Wednesday, February 16, 2011

On yuki

Yuki means "snow" in Japanese (or so I've been told), and it is also a pretty girl's name. I used to know a girl named Yuki. I also knew a Yuka and a Yoko (actually, I now know a new Yoko), but this post is not about anyone of them. It's not even about Yuki. It's all about the snow.

Since Japan stretches from north to south about as far as Norway does (not that this would be a point of reference for many of my readers, but whatever... Get a map!), it means that the climate in the northernmost parts of the country is quite different from that of southern Japan (and I'm not even counting Okinawa, which is a different story altogether). The northern parts of Japan get a considerable amount of snow each winter - many of them being the location for several famous ski resorts.

Not Tokyo, though. Tokyo rarely gets much snow, and thus I didn't plan for snow or cold weather when I packed my bags in frozen Norway more than a month ago (time flies!).

Silly me. Last weekend the forecast said cold weather, and while it was nowhere near Norway's 17 blue at the same time, the slushy snow falling over Tokyo and Yokohama (but the snow in Yokohama is another story. Possibly, probably over at the Burrow blog tomorrow) Friday, Saturday and Monday (Sunday was nice, though) was about as cold as anything I've ever felt.

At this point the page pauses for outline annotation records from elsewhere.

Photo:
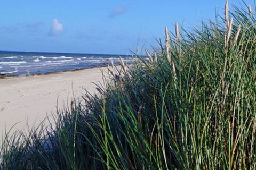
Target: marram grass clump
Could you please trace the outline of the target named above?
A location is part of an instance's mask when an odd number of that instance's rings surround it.
[[[174,40],[166,28],[149,61],[121,58],[56,128],[7,136],[2,169],[255,169],[255,15],[225,6]]]

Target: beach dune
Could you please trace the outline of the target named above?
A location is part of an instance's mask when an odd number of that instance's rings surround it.
[[[106,68],[0,80],[0,135],[14,124],[11,132],[36,126],[47,116],[51,121],[57,106],[65,109],[84,89],[94,92],[92,82],[102,82],[101,70]]]

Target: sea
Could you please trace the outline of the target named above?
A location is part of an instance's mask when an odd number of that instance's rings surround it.
[[[119,64],[121,56],[131,63],[132,56],[123,55],[0,51],[0,76],[45,74],[51,72]]]

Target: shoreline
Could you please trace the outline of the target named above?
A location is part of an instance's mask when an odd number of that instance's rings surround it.
[[[86,69],[97,69],[97,68],[105,68],[107,67],[107,66],[97,66],[93,67],[89,67],[89,68],[79,68],[79,69],[75,69],[71,70],[63,70],[61,71],[53,71],[53,72],[49,72],[45,73],[37,73],[37,74],[22,74],[22,75],[9,75],[7,73],[6,73],[6,75],[3,75],[0,74],[0,80],[8,78],[12,78],[12,77],[28,77],[28,76],[39,76],[39,75],[51,75],[51,74],[61,74],[61,73],[63,72],[76,72],[76,71],[79,71],[81,70],[84,70]]]
[[[54,121],[57,108],[65,110],[85,92],[96,92],[107,67],[69,70],[38,75],[8,76],[0,80],[0,137],[5,129],[27,130],[45,117]],[[43,76],[41,76],[43,75]],[[49,121],[45,122],[49,125]]]

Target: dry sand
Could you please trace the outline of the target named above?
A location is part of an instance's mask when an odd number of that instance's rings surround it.
[[[100,70],[88,69],[53,74],[9,77],[0,79],[0,138],[17,123],[12,131],[37,125],[47,115],[70,104],[86,89],[94,92],[94,82],[102,82]],[[52,116],[50,119],[52,120]]]

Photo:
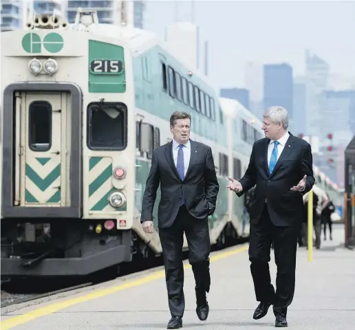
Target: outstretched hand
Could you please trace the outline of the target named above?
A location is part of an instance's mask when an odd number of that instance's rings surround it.
[[[304,190],[305,187],[305,180],[307,179],[307,175],[305,175],[303,178],[299,182],[297,186],[294,186],[291,188],[291,190],[292,191],[302,191]]]
[[[230,190],[234,191],[235,192],[239,192],[243,190],[243,187],[240,182],[235,180],[233,177],[228,177],[228,179],[230,182],[227,185],[227,188]]]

"Oh, but you're Norwegian, you're used to it!" a French housemate told me. Like being used to it helps! It is still cold right here, right now! Besides, I'm not used to it, not now. One month in sunny Tokyo has more than convinced my body that it is spring, and it is not prepared for (or okay with) snow! And, in Norway I am accustomed to being able to wear warm clothes (again, I didn't pack too much of those), and  most importantly, to go inside in a warm house when it's too chilly outside. I can go inside in Japan too, but my current lodging is pretty freaking cold when the temperatures fall, due to the unfortunate combination of poor insulation and a space heater that malfunctions if the outside air is too cold/humid.

"Why do you think I came here?" I replied to the French(wo)man-en-tromper (oui, je sais. Mon francais n'est pas fraîche. Me poursuivre!). I certainly did not come to have more snow!

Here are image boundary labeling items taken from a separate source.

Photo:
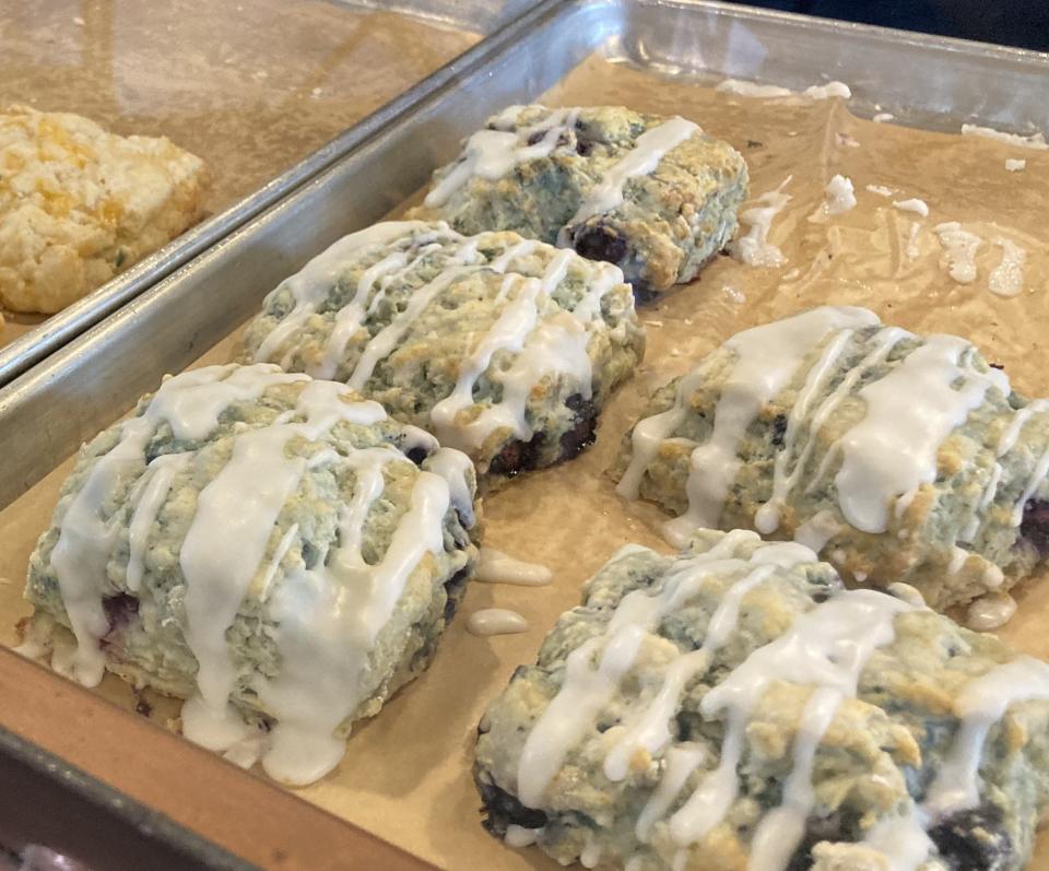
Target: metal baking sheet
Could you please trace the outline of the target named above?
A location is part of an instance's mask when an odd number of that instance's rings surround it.
[[[0,389],[0,505],[126,412],[162,374],[226,336],[283,276],[412,196],[490,114],[535,98],[598,49],[697,81],[735,76],[802,87],[840,79],[860,114],[877,106],[916,125],[1049,128],[1049,57],[1033,51],[714,2],[540,3],[235,213],[189,234],[178,254],[158,255],[163,269],[143,263],[107,289],[106,309],[127,303],[122,309]],[[209,245],[142,293],[164,269]],[[98,314],[70,311],[52,346]]]
[[[0,385],[350,151],[406,104],[343,131],[517,11],[480,5],[44,0],[0,10],[0,106],[167,136],[212,176],[209,220],[50,318],[8,313]]]
[[[928,123],[942,129],[957,130],[960,121],[973,119],[1027,132],[1028,125],[1045,127],[1046,121],[1039,94],[1046,82],[1047,61],[1029,52],[711,3],[543,3],[455,61],[441,83],[320,176],[0,391],[0,456],[11,458],[11,466],[0,471],[0,504],[10,502],[66,460],[80,440],[125,413],[141,392],[155,386],[162,373],[186,366],[228,336],[257,310],[262,295],[281,278],[337,237],[381,217],[413,196],[434,166],[452,156],[460,138],[475,129],[484,117],[507,104],[539,96],[596,50],[614,61],[689,81],[731,75],[801,87],[822,79],[841,79],[857,94],[850,108],[865,104],[873,113],[879,104],[915,125],[926,123],[923,118],[928,118]],[[995,78],[999,68],[1010,92],[1007,111],[997,102],[1005,96]],[[923,83],[922,90],[909,98],[915,81]],[[955,91],[957,99],[952,102]],[[216,289],[221,289],[221,298],[216,297]],[[679,303],[683,298],[680,295]],[[652,338],[655,348],[659,340],[655,334]],[[617,421],[616,426],[620,424]],[[535,476],[515,486],[533,498],[534,505],[540,506],[538,510],[555,513],[552,503],[556,496],[543,491],[543,484],[551,483],[556,475],[566,475],[565,480],[578,484],[585,467],[586,474],[593,474],[594,454],[606,445],[608,440],[599,442],[593,452],[552,471],[545,479]],[[597,487],[592,482],[589,485]],[[606,493],[601,498],[604,502],[594,501],[594,511],[610,509],[614,501]],[[611,510],[622,513],[614,506]],[[503,526],[504,529],[493,531],[510,534],[506,528],[511,525],[505,518]],[[651,542],[651,533],[647,533],[648,539],[645,534],[637,530],[638,540]],[[596,540],[594,548],[610,543],[603,528],[594,529],[591,538]],[[506,546],[498,539],[494,543]],[[573,543],[578,545],[579,541]],[[565,549],[561,539],[552,538],[545,544],[551,561],[554,551]],[[551,608],[555,596],[571,603],[577,596],[577,582],[593,565],[589,551],[594,548],[588,543],[589,562],[585,566],[563,572],[558,589],[549,590],[543,609]],[[563,561],[563,555],[557,558]],[[581,557],[577,562],[581,563]],[[486,595],[491,593],[471,590],[472,603]],[[503,590],[499,596],[500,604],[509,598]],[[527,608],[527,602],[509,603],[522,611]],[[537,622],[540,635],[549,627],[547,616],[544,613],[544,622]],[[494,692],[488,684],[495,671],[505,669],[506,661],[516,656],[515,650],[520,652],[517,661],[524,661],[534,652],[534,635],[515,636],[502,639],[498,647],[493,644],[486,648],[476,639],[471,642],[453,625],[443,645],[440,662],[409,687],[404,696],[391,702],[370,734],[368,726],[363,727],[356,735],[357,745],[375,740],[377,730],[412,735],[409,721],[419,716],[419,710],[426,711],[425,719],[433,723],[435,735],[447,739],[452,731],[457,741],[461,738],[469,742],[468,737],[462,737],[474,728],[473,707],[483,701],[478,686],[483,683],[484,693]],[[514,644],[518,647],[511,647]],[[531,649],[526,650],[529,646]],[[463,680],[464,672],[458,672],[452,675],[458,692],[435,701],[448,686],[441,683],[449,681],[445,664],[461,664],[463,658],[478,650],[483,656],[471,660],[471,680]],[[505,679],[503,671],[496,676]],[[420,707],[412,707],[416,704]],[[445,707],[433,707],[438,704]],[[455,729],[433,717],[435,709],[448,714],[449,707],[457,709]],[[460,727],[461,731],[456,731]],[[434,746],[428,749],[404,742],[398,751],[403,757],[382,756],[372,767],[382,769],[374,773],[375,781],[387,788],[369,797],[373,803],[386,809],[388,816],[396,816],[384,802],[410,802],[414,798],[410,789],[415,788],[416,780],[432,775],[427,767],[433,763],[432,756],[439,753],[451,758],[456,753],[468,752],[461,741],[440,744],[435,738]],[[405,763],[416,765],[409,765],[405,774]],[[394,776],[398,773],[400,776]],[[447,835],[441,850],[462,850],[462,844],[475,835],[478,839],[483,837],[475,826],[468,828],[474,822],[470,814],[476,797],[462,788],[462,780],[460,776],[453,782],[437,784],[443,791],[434,803],[447,807],[439,809],[440,825],[434,820],[424,821],[428,823],[424,826],[426,836],[433,836],[434,831]],[[332,807],[333,793],[343,786],[322,782],[310,795],[318,797],[327,789],[326,801]],[[436,788],[433,777],[427,788]],[[462,831],[455,828],[456,821],[461,822]],[[396,820],[390,823],[397,824]],[[408,820],[403,825],[414,823]],[[456,843],[449,845],[450,840]],[[478,846],[476,840],[470,843]],[[485,841],[479,849],[499,848]],[[438,863],[467,867],[453,861]],[[534,850],[523,855],[499,849],[497,862],[491,867],[503,863],[508,868],[551,867]]]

That night I heard many cars outside my window having problems staying on the road in the relatively heavy snowfall (for Tokyo; for Norway - this was more like an "October scare"). The next morning the papers reported any number of injuries, broken bones, damaged cars, as a result of the snow.

But when I left the house that day to see remnants of snow on the sidewalk and in the street, I couldn't help but smile. Somewhere inside me, there was a child wanting to throw a snowball.

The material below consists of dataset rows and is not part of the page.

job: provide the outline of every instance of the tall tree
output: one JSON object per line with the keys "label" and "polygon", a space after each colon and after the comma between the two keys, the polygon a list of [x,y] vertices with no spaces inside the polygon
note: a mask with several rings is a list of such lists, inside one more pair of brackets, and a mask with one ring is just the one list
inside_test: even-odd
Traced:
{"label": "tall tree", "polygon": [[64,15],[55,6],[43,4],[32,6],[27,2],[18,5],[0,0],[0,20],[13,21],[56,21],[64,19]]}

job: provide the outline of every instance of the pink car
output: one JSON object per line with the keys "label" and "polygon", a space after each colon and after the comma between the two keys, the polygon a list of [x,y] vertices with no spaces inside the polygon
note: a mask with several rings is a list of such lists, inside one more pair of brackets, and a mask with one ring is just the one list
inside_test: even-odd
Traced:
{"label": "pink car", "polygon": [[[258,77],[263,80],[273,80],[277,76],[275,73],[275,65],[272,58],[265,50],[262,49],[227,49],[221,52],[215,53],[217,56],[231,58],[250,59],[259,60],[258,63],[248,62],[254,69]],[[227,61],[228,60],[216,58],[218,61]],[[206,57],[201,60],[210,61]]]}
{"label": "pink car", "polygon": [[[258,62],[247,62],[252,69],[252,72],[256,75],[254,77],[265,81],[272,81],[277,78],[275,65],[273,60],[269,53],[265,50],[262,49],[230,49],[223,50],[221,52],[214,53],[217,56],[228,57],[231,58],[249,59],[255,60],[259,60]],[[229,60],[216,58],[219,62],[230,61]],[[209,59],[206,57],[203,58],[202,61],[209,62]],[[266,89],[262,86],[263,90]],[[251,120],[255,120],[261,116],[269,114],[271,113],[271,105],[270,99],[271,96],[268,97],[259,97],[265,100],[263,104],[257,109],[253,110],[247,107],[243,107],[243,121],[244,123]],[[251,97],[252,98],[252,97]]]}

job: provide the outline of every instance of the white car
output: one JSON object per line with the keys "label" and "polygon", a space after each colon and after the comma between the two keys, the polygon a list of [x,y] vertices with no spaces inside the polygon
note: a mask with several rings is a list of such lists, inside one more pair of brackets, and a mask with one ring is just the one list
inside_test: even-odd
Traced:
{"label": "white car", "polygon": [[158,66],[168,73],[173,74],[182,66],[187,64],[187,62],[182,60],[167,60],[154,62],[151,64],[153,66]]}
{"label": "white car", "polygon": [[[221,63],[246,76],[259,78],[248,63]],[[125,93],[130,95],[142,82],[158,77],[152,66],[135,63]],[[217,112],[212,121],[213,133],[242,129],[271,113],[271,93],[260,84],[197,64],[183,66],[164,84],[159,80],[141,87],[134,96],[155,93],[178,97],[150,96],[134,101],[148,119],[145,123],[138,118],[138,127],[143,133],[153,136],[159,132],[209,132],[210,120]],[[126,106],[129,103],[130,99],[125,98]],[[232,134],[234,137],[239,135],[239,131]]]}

It seems I am Norwegian after all :)


Jules said...

Go ahead throw a snowball! Maybe you start something over there :)
Jules @ Trying To Get Over The Rainbow

LTM said...

oh! I love that child! :o) And I like the name Yuki, too... I might have your answer since I've lived in both the southern US and the Midwest: Wet cold is colder than dry cold. Yes? Maybe? ;o) <3

Pat Tillett said...

My wife's aunt sent us an email telling of the mess caused by the snow in Tokyo. Brrr....
What a great ending to your post!

Boonie S said...

I think that the cold weather’s yuki too. ‘snow good at all. When it’s like that I stay at home and play with my yoko.
Thanks for this fascinating post.

Have a good day, Boonie

Lisa - Fine Sweet Life said...

It snowed where I am at in Pennsylvania, PA, USA this morning. I just creeped down the stairs and saw snow. I found it depressing because on Friday it was 67 degress and four days later - snow. It depresses me to go back and forth!

Rayna M. Iyer said...

Like when I wanted to take a nap in the afternoon after a 10 k run, my hubby says, but you are used to running a lot more. So what, it still takes that much out of you to run.